時雨の奏でるレクイエム
幻獣界カタレイン
音があった。りぃぃぃいんという澄んだ音。
それが、自分が大地を踏みしめた音だと気づいたのは自分の姿を認識したときだった。
銀狼。そう呼ぶのがふさわしい。
ぐいっと視線を前に移すと、わかっていたとはいえ、やはり圧倒的な光の色の奔流があった。
人のうちに見えていた色なんて取るに足らない、七色の虹は12色の色で彩られている。
半分近くが初めて見る色だった。
他の幻獣はあの色になんという名をつけたのだろうか……。
広く果てしない草原は風に揺らいで柔らかく音を鳴らす。
うずうずと身体の奥で興味が燻った。
そして、駆け出す。
力が湧く。
きっと今は誰よりも速く走っている。
この圧倒的な開放感は人間だったときには味わえなかったものだ。
こんなに素晴らしいものだなんて。
そんなの全然知らなかった。

「そうか。
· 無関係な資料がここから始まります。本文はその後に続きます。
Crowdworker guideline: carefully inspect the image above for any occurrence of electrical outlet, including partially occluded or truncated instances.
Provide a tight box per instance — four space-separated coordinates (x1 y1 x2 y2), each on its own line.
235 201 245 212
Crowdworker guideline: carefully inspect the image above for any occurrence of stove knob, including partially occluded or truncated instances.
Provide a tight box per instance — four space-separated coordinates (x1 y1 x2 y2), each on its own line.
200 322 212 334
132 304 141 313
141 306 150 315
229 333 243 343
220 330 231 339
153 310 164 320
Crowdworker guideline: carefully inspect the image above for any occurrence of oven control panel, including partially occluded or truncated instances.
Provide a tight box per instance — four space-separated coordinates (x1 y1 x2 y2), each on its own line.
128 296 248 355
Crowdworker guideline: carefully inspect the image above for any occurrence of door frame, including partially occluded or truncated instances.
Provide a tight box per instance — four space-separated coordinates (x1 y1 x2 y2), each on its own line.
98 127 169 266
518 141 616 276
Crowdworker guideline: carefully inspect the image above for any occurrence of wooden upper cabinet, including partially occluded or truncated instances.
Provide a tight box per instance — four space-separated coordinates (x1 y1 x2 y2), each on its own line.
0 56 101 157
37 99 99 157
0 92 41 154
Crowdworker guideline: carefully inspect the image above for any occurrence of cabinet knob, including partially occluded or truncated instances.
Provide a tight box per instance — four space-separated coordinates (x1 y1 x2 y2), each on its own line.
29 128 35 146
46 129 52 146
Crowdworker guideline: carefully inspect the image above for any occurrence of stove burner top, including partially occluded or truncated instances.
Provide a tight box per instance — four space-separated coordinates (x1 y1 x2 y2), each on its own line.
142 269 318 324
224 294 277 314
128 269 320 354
ここが、幻獣界……」

ふわりと風が銀狼を包み、その次の瞬間には銀狼は人の形をとっていた。
銀灰の髪、紅い瞳。頭の右半分は陣が縫いこまれたベールで覆われていて見えない。
身体は白銀の衣に包まれている。袖は広く、裾は長い。露出は肩だけで、その肩にはラディウスの名前を表す詞が蒼い光を纏わせていた。
その衣は袴に似ていて、だけど違うのはそれがたくさんの布でできた、特別な造りのいわば制服のようなものということだ。
幻獣にはそれぞれ役割がある。
ラディウスの場合は神の声を聞く巫女、この場合は神子だろう(嵌りすぎて笑えない。)。
そう考えると、これは確かに、神官の衣に似ている。

「さて」

ラディウスは天を仰いだ。
クルーエルはどこにいるのだろう。